A Practical Guide to Testing Object-Oriented Software

Inheritance provides a mechanism for reuse. Inheritance, as a mechanism for code reuse, was probably a significant factor in making object-oriented programming attractive in the 1980s and early 1990s. However, good object-oriented design calls for inheritance to be used in a very disciplined way that is, in accordance with the substitution principle (see Substitution Principle on page 33). Under that discipline, inheritance is a mechanism for interface reuse instead of code reuse.[1] In our discussions in this chapter, we assume inheritance is used only in accordance with the substitution principle. Under that assumption, the set of test cases identified for a class is valid for a subclass of that class. Additional test cases usually apply to a subclass.
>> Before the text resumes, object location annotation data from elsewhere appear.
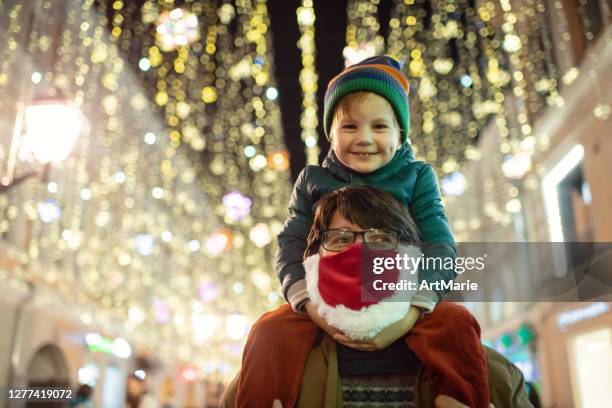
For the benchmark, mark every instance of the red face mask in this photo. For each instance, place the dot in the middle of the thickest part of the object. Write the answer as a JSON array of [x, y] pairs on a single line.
[[346, 278]]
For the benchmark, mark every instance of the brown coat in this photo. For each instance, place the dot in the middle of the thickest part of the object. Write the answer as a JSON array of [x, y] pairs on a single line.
[[321, 385]]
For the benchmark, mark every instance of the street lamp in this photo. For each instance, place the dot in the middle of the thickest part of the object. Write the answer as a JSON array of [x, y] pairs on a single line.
[[45, 131]]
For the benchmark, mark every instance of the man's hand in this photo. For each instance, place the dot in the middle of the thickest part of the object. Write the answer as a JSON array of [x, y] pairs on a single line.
[[387, 336], [444, 401]]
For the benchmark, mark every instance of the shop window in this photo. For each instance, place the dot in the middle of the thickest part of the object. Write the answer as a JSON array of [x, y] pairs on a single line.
[[574, 201], [591, 368], [113, 393], [585, 23]]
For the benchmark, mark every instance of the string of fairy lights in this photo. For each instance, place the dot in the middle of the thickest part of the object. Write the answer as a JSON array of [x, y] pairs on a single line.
[[164, 227], [470, 65], [308, 81], [162, 220]]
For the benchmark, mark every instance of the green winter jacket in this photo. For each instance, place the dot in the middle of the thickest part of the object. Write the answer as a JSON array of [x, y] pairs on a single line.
[[412, 182]]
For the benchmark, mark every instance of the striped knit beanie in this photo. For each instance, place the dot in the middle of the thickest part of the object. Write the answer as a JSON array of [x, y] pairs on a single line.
[[381, 75]]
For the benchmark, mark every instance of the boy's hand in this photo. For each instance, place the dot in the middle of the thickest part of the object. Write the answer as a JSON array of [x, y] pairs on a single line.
[[387, 336], [319, 321]]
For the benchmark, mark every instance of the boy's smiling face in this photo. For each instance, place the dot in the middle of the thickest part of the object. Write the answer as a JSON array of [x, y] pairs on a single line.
[[364, 133]]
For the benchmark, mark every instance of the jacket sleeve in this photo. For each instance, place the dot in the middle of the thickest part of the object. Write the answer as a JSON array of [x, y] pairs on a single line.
[[428, 213], [506, 382], [292, 239]]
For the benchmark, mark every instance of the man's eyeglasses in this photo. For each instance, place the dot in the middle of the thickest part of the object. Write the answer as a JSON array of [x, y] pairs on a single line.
[[337, 240]]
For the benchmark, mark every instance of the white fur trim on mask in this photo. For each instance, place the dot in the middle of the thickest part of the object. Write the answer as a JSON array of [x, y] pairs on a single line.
[[366, 323]]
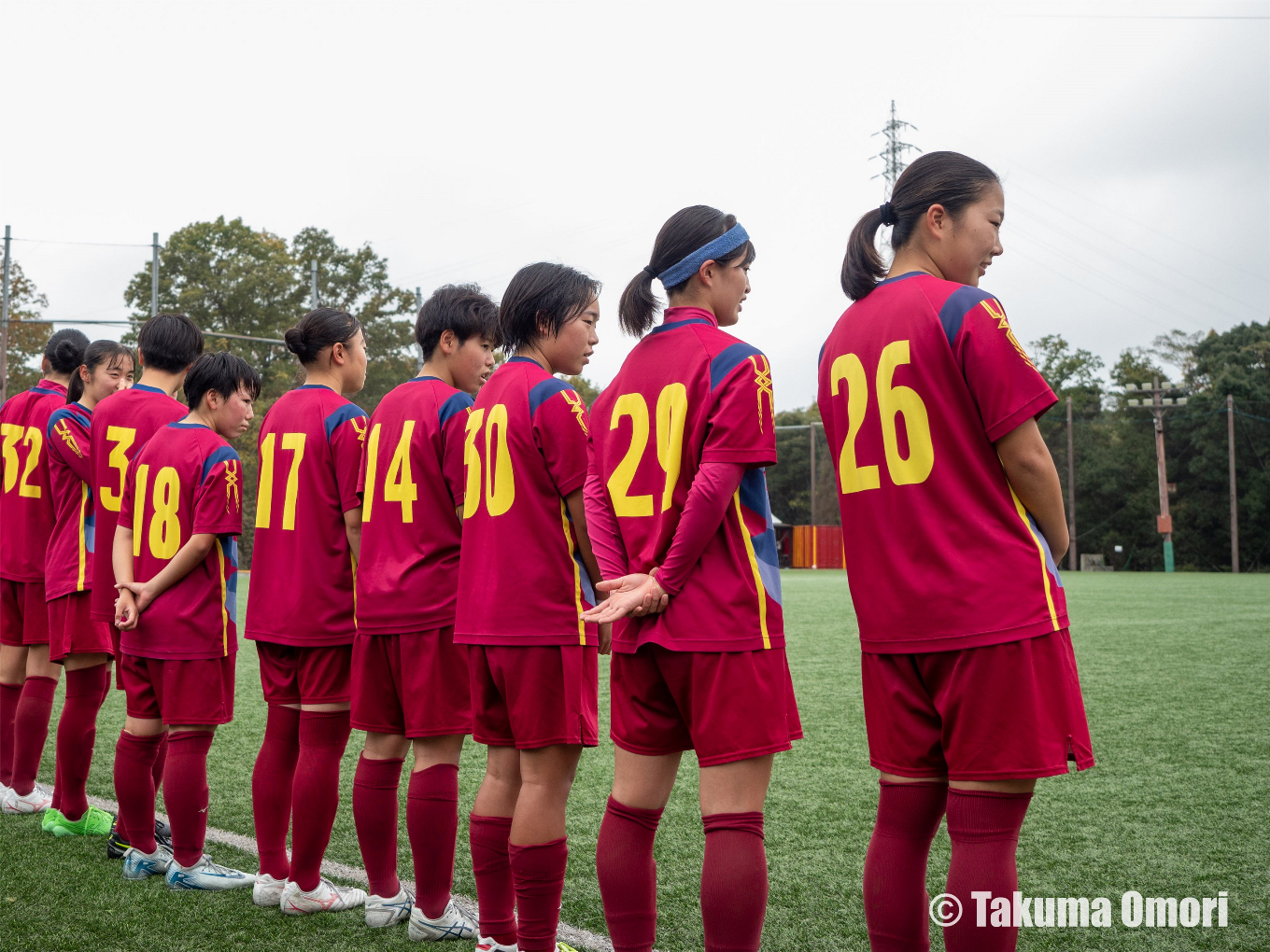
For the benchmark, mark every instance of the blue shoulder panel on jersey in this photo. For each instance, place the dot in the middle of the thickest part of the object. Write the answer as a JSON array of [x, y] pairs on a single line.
[[455, 404], [958, 306], [729, 359], [219, 455], [81, 415], [348, 412], [545, 390]]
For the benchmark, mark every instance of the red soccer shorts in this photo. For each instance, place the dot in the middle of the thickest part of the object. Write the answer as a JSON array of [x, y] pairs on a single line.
[[413, 684], [726, 705], [981, 714], [71, 630], [305, 676], [179, 692], [535, 695], [23, 613]]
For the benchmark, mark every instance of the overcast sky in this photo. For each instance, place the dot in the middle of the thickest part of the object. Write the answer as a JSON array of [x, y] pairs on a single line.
[[466, 140]]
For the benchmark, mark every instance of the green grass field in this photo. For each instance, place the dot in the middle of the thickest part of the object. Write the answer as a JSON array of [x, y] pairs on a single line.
[[1178, 690]]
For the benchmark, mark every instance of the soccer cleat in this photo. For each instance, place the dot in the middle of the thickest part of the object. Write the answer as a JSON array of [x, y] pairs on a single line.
[[327, 898], [92, 822], [206, 875], [35, 803], [267, 891], [383, 912], [143, 866], [451, 924]]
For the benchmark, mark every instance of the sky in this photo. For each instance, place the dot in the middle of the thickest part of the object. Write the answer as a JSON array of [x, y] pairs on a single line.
[[464, 141]]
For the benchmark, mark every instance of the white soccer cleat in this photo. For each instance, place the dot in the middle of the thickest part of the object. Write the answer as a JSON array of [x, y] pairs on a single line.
[[143, 866], [451, 924], [267, 891], [383, 912], [35, 803], [328, 898], [206, 875]]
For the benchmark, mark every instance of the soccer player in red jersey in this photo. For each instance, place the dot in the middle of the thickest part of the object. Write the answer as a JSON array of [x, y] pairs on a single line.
[[409, 677], [84, 648], [307, 528], [954, 519], [122, 423], [27, 514], [683, 528], [525, 578], [176, 559]]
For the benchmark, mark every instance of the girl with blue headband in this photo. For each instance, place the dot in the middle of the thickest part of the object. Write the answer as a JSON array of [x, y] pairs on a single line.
[[680, 522]]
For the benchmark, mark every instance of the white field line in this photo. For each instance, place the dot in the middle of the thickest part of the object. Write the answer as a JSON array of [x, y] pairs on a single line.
[[352, 874]]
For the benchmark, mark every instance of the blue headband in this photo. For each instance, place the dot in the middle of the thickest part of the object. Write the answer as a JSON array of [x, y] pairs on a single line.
[[680, 272]]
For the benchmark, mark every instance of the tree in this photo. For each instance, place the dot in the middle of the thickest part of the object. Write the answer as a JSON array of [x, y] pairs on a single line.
[[25, 341]]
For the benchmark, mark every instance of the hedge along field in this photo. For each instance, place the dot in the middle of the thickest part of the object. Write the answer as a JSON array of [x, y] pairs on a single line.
[[1177, 686]]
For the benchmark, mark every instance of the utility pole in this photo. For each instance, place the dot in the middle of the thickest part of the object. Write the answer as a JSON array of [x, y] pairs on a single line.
[[1071, 492], [4, 324], [893, 152], [1159, 405], [1235, 504], [154, 274]]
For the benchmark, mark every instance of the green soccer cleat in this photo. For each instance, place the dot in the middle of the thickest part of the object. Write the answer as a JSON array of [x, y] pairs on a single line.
[[92, 822]]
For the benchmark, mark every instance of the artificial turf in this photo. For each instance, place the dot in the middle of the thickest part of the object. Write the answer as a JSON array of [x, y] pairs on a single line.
[[1178, 691]]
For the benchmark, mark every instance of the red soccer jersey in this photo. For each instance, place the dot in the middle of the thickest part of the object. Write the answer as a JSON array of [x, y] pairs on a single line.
[[186, 482], [412, 480], [27, 511], [302, 563], [122, 423], [686, 395], [917, 381], [521, 579], [69, 564]]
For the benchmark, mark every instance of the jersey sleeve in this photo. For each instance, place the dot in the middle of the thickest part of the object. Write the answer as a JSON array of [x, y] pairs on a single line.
[[452, 423], [67, 438], [219, 497], [741, 427], [560, 430], [346, 433], [1006, 386]]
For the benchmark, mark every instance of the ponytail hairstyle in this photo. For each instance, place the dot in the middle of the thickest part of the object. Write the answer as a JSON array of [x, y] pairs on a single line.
[[686, 231], [319, 329], [950, 179], [65, 351], [108, 352]]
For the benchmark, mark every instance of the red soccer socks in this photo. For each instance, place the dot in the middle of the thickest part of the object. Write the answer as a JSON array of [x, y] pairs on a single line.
[[983, 827], [496, 892], [134, 787], [77, 734], [9, 697], [374, 809], [271, 789], [909, 817], [323, 737], [432, 824], [31, 730], [537, 871], [733, 882], [628, 875]]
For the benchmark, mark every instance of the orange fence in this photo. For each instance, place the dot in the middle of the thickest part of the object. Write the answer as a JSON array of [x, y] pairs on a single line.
[[818, 546]]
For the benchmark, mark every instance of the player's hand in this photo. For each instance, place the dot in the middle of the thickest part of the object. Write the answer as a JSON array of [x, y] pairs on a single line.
[[126, 610]]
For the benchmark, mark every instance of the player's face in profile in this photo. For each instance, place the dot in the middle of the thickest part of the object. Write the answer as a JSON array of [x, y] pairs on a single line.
[[976, 238], [473, 363], [572, 349]]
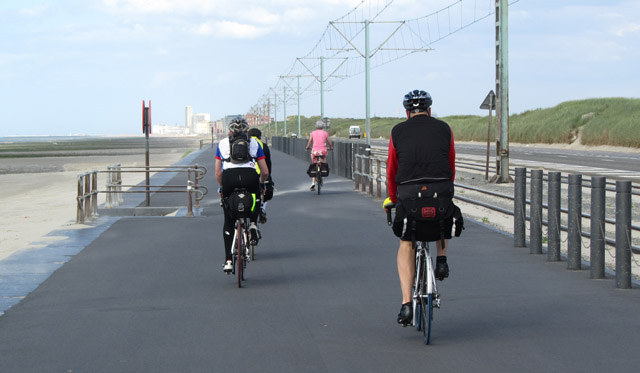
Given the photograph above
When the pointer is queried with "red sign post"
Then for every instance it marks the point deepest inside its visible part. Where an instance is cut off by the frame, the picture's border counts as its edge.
(146, 129)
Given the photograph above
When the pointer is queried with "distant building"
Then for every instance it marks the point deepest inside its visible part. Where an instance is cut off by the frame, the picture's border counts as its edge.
(165, 129)
(201, 124)
(188, 118)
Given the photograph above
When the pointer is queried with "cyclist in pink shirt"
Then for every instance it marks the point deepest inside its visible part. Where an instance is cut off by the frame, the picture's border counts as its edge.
(319, 138)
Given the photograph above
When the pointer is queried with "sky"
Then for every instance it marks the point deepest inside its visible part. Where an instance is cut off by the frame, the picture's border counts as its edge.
(85, 66)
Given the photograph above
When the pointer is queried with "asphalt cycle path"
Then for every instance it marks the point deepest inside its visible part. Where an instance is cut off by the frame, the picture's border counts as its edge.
(322, 295)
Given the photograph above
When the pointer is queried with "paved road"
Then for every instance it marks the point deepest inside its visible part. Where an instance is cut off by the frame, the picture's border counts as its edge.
(149, 295)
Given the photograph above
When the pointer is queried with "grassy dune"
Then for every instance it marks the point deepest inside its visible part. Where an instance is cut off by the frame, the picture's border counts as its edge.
(598, 121)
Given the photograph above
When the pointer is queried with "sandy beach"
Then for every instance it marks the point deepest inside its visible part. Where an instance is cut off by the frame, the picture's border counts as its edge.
(38, 195)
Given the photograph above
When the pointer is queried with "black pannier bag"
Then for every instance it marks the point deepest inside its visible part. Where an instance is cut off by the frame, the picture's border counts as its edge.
(431, 202)
(240, 203)
(324, 169)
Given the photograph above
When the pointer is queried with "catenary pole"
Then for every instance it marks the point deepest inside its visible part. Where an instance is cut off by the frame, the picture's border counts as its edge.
(321, 87)
(299, 105)
(367, 82)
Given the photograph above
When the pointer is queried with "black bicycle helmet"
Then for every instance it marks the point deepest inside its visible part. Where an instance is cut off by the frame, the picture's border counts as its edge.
(238, 125)
(254, 132)
(416, 101)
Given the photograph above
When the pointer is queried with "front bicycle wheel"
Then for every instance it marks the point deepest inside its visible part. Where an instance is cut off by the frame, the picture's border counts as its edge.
(318, 178)
(240, 253)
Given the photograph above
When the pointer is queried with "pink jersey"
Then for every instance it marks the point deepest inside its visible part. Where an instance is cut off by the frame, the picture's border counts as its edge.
(319, 140)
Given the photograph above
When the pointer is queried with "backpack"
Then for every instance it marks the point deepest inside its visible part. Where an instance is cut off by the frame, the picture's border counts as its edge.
(239, 146)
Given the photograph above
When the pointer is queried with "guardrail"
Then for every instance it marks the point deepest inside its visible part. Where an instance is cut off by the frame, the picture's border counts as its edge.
(87, 199)
(369, 166)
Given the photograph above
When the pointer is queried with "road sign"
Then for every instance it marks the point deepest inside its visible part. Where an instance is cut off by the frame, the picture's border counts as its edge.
(489, 102)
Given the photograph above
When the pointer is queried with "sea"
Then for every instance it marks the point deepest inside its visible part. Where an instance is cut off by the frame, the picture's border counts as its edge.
(44, 138)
With careful analysis of the incremental changes that define a subclass in terms of its superclass, testers can sometimes avoid execution testing of some parts of a subclass because the test cases that apply to the parent just exercise the same code that was inherited intact in the subclass.

[1] In our experience, code reuse frequently falls out of interface reuse.

During analysis and design, inheritance relationships between classes can be recognized in the following two general ways:

  • As a specialization of some class that has already been identified

  • As a generalization of one or more classes that have already been identified

Inheritance relationships can be identified at just about any time during an iterative, incremental development effort. In particular, the specialization relationship can be applied even fairly late in an effort without a large impact on most other program components. This flexibility is one of the big advantages to using inheritance and one of the strengths of object-oriented technologies.

It is also a strength of the technology that code for execution-based testing of classes in a hierarchy can be reused. We will show how test plans and test drivers for a derived class can be derived from the tests for its base class.